Banner Banner

TU Berlin datalog research paper was accepted for presentation at LSGDA 2020

The Paper “Distributed Graph Analytics with Datalog Queries in Flink” by TU Berlin Database Systems Reasearchers Muhammad Imran, Gábor Gévay, Volker Markl will be presented at the 2nd International Workshop on Large Scale Graph Data Analytics (LSGDA 2020) in conjunction with the 2020 VLDB Conference in Tokyo, Japan, at September 4, 2020.

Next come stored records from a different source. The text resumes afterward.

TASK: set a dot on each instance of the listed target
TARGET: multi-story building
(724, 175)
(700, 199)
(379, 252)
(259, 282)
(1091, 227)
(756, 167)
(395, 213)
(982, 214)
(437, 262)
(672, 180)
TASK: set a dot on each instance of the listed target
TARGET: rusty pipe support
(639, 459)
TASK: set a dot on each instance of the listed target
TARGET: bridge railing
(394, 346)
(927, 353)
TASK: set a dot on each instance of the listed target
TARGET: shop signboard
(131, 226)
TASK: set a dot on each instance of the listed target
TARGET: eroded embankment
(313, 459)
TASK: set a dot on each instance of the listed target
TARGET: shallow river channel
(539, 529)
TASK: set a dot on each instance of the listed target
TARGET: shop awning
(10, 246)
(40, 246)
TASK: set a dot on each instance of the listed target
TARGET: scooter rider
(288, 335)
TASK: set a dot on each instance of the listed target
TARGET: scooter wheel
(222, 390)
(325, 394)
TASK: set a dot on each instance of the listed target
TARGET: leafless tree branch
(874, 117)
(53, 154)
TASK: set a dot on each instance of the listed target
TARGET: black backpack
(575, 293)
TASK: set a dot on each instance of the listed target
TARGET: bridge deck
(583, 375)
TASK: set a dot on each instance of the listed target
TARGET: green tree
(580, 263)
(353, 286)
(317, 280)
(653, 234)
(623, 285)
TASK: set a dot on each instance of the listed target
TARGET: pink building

Muhammad Imran, Gábor Gévay, Volker Markl

Large-scale, parallel graph processing has been in demand over the past decade. Succinct program structure and efficient execution are among the essential requirements of graph processing frameworks. In this paper, we present Cog, which executes Datalog programs on the Apache Flink distributed dataflow system. We chose Datalog for its compact program structure and Flink for its efficiency. We implemented a parallel semi-naive evaluation algorithm exploiting Flink’s delta iteration to propagate only the tuples that need to be further processed to the subsequent iterations. Flink’s delta iteration feature reduces the overhead present in acyclic dataflow systems, such as Spark, when evaluating recursive queries, hence making it more efficient. We demonstrated in our experiments that Cog outperformed BigDatalog, the state-of-the-art distributed Datalog evaluation system, in most of the tests.